Sunday, 27 January 2013

Prioritizing

"A prioritized life differs from a balanced life.  We don't divide up each day into equal portions between children, husband, home, work.  We arrange each day based on a wide variety of responsibilities and priorities based on timelines and God's leading.  Instead of struggling to define a balanced life, seek to live a prioritized life - and set your priorities each morning as you spend time with the Giver of our days."

- Linda Lesniewski

Urgent.  Crisis management.  Triage.  Putting out fires.

These are the ways James (very appropriately) expressed how our day to day life feels right now.  Everything is getting done, but only when it finally cries out "I cannot wait any longer!"  Babies are like that nearly 100% of the time, children at least 50% of the time, and some sort of house chore every day.  Laundry gets done when the last pair of clothing was worn yesterday.  Grocery shopping when there is nothing to send in the kids' lunches.  Sweeping when I put on shoes because there are too many crumbs.  It's chaos, and I don't like it one bit.

More importantly, it means that some of the things I want to be priorities, that should be priorities, are not getting done because they do not have a physical urgency about them.  Prayer, devotion, scripture study, exercise, meal planning, creative outlets, teaching and training of children, quiet moments of music and cuddles and reading.

I participated in this experiment the other day.  I wrote 6 things in my life that are things I attend to.  A list would include things like God, yourself, kids, marriage, job, school, a hobby, etc.  Then you order the strips with the one you think is the most important on the bottom, and stack them up in order of decreasing importance.  Once in place, We cut the strips so that each one was smaller than the one below, so they made a pyramid shape.

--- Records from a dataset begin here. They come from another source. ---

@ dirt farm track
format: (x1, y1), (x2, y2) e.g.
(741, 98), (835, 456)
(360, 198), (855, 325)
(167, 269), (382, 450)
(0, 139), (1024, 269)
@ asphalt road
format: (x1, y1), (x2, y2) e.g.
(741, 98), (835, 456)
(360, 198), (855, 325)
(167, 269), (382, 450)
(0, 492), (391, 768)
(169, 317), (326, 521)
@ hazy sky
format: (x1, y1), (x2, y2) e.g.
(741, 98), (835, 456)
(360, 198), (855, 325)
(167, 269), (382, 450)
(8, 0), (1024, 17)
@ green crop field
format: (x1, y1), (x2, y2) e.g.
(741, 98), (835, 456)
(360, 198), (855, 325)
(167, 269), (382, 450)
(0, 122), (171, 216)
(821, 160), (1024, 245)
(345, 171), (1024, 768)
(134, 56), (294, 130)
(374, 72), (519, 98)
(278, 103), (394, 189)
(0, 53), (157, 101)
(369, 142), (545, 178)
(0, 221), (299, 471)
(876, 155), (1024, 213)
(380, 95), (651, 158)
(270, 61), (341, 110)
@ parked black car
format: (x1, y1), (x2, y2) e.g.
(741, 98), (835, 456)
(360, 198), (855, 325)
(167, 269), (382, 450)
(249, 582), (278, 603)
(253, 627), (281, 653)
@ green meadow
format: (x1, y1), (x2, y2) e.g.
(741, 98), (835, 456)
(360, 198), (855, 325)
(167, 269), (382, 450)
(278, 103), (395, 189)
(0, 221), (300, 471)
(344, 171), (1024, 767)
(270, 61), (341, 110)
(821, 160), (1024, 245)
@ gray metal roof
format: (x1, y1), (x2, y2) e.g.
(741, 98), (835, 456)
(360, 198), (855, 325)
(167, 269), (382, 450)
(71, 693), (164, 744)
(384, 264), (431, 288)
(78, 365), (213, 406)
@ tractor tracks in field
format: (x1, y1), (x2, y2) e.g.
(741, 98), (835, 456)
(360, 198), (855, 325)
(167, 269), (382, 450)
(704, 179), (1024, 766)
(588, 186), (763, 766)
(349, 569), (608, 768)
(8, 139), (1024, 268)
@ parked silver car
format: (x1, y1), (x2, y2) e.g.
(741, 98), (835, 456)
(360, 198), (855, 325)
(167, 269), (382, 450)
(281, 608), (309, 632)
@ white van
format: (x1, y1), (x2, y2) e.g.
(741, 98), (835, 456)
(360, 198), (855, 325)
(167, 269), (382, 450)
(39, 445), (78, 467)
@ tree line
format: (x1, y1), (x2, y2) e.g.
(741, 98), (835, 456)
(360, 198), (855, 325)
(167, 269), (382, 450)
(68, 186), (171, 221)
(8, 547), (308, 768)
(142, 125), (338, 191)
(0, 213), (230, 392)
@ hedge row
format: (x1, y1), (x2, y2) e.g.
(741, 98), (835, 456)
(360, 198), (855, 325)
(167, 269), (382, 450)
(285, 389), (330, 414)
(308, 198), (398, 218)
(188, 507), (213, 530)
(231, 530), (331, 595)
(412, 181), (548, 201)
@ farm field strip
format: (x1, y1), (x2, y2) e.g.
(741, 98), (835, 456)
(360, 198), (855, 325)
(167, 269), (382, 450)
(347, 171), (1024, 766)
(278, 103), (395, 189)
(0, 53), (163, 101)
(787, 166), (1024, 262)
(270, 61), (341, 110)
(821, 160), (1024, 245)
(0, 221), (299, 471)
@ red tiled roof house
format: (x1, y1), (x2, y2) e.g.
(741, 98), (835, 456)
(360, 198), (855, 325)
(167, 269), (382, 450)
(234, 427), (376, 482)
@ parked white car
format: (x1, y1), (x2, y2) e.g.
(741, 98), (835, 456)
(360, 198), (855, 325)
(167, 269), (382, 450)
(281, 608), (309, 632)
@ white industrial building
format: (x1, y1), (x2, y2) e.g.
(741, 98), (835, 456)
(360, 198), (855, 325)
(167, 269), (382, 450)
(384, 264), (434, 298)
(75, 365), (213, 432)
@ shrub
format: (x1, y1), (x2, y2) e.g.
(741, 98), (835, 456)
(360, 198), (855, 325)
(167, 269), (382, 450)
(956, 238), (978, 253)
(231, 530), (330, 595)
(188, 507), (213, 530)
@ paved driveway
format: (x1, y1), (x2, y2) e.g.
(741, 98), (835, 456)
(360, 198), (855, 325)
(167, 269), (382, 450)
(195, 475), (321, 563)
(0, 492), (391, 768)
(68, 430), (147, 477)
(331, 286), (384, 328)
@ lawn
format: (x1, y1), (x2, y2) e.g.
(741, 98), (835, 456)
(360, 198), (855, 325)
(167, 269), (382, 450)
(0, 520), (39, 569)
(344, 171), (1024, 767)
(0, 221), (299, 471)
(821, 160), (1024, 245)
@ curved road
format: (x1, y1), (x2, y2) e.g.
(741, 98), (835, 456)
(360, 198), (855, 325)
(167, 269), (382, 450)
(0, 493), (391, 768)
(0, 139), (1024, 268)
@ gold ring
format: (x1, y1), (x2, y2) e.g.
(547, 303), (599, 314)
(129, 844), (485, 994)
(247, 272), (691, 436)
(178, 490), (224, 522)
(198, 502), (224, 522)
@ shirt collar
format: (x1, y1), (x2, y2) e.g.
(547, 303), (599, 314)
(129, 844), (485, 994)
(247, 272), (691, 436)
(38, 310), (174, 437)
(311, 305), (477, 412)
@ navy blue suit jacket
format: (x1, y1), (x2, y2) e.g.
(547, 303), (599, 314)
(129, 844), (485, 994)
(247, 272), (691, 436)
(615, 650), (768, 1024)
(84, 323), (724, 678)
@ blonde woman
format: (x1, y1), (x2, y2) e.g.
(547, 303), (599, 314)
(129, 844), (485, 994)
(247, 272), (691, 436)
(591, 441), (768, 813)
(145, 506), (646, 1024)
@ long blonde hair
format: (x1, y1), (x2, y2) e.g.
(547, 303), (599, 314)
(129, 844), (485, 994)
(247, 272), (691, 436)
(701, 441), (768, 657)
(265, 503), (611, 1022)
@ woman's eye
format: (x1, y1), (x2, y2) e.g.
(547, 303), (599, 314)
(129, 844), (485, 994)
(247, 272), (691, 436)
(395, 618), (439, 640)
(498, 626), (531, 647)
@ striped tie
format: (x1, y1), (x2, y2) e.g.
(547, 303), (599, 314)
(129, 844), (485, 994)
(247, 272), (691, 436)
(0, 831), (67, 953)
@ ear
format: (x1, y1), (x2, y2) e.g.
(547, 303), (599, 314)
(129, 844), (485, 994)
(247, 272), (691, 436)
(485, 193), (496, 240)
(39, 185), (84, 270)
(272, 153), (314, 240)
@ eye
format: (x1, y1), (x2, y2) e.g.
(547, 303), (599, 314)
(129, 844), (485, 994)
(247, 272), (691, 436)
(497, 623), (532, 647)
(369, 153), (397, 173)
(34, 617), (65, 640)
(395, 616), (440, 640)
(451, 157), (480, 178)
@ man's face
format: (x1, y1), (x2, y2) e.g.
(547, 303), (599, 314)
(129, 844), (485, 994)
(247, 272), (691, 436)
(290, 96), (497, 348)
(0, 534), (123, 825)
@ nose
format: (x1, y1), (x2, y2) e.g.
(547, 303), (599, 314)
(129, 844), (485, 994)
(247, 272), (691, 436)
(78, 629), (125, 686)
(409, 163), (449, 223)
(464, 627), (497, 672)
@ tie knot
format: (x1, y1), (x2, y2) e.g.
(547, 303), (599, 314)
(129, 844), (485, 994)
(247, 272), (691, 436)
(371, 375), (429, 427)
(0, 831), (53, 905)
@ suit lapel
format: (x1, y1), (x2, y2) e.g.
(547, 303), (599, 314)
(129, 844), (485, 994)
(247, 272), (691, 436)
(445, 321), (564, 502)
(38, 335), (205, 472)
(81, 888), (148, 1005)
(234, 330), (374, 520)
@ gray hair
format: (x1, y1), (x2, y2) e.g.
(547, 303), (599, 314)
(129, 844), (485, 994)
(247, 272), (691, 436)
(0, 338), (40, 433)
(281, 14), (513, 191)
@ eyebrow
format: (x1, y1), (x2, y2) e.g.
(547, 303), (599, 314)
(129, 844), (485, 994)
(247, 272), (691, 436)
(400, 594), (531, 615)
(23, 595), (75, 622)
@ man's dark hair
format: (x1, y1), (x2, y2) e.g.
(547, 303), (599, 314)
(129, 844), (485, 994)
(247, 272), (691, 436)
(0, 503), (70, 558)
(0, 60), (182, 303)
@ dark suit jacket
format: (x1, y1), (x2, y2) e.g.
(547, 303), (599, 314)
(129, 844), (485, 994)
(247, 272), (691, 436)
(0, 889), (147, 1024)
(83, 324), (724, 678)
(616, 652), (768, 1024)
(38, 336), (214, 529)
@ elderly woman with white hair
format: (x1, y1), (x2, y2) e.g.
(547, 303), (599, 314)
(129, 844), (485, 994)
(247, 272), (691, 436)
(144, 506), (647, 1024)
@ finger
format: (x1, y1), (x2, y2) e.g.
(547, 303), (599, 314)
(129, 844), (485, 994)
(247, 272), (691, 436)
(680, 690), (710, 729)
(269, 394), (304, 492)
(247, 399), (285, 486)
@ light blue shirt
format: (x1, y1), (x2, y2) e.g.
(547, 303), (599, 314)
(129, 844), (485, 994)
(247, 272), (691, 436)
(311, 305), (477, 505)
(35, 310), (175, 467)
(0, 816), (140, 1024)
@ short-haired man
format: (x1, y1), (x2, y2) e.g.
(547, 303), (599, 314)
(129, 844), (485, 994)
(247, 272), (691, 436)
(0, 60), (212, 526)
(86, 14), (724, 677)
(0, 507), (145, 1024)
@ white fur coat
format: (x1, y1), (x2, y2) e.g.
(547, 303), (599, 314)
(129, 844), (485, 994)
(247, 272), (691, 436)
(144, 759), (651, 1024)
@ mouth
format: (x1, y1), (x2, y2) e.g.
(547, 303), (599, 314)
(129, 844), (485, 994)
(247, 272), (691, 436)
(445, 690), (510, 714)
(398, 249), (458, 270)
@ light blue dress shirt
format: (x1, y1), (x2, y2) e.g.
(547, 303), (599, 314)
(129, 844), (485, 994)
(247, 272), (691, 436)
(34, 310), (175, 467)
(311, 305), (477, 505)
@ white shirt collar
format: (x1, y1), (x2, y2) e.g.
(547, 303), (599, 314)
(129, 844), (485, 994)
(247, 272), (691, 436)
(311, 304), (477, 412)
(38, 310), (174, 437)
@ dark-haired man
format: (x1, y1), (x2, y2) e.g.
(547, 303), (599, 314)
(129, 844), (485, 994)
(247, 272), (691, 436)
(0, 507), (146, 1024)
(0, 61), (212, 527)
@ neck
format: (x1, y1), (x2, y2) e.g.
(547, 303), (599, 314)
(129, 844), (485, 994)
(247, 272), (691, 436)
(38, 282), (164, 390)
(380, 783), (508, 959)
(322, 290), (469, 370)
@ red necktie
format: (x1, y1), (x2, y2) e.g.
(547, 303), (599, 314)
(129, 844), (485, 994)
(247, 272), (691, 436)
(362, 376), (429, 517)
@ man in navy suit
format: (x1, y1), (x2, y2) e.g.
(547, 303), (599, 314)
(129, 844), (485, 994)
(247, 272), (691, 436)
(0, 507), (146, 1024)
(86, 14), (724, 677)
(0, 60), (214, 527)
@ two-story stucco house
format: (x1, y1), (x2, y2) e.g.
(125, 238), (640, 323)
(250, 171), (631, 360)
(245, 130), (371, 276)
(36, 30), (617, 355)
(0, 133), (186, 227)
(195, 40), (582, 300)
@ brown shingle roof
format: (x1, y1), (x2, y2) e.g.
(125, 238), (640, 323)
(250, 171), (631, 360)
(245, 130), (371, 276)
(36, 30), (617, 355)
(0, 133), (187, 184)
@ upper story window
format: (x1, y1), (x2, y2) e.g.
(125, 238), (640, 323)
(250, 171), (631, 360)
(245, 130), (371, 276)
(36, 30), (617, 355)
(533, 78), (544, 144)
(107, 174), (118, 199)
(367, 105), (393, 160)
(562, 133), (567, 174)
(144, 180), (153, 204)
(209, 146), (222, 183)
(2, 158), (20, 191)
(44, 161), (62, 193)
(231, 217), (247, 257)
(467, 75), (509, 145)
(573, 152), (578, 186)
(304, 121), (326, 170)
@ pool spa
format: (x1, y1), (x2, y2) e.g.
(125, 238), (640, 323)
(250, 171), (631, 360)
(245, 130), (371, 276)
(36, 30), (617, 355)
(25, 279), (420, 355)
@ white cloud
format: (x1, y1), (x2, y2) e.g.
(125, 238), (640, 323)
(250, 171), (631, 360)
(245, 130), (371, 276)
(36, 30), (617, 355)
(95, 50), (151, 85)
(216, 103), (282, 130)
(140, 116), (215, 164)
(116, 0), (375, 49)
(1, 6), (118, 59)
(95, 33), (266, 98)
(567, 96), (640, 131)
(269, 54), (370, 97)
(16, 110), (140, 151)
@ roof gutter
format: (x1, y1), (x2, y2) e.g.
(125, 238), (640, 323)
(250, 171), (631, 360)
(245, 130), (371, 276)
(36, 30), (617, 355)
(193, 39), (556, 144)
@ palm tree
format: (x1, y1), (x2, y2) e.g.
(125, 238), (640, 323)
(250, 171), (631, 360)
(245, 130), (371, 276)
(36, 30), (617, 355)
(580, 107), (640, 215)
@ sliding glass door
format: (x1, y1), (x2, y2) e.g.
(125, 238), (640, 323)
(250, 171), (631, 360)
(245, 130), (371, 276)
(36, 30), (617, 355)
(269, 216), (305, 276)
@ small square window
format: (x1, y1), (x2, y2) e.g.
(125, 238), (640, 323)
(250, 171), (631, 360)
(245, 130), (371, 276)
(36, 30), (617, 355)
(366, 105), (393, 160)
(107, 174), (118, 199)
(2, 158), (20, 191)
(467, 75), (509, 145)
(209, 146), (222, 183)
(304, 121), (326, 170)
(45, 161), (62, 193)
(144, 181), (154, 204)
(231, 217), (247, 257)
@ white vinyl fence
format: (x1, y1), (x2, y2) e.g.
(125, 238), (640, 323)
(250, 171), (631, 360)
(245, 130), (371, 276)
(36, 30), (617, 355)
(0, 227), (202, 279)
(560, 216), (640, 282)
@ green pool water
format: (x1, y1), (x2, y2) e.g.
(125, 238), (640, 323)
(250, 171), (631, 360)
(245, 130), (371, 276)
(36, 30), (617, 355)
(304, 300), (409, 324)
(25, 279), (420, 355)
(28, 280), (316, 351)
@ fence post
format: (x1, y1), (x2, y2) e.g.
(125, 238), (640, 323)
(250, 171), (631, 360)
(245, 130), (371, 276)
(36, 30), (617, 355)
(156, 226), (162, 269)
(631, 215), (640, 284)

Now here's the test: reorder the strips into the importance you actually gave each area yesterday (last week, the past month.)  Does it still look like a pyramid?  Or, like most people, are the smaller strips on the bottom?  Are some strips falling off the side from complete inattention?

I love visualizations.  It was an eye-opener to me.  Here are what my two "pyramids" looked like:

Not too bad, I think.  A lot of people, especially those who had jobs outside the home, admitted that although they placed their job at the top of the pyramid on the smallest strip, in actuality it was positioned at the bottom.  Eye-opening to see how little importance, in the big picture, their job had, and yet it got the most of their time, attention and efforts.

The next step is to make some tangible goals to get the priorities straight.  I love this kind of thing.  I'm definitely the type of person who doesn't like to complain if things aren't how I want them; I get down and do something about it.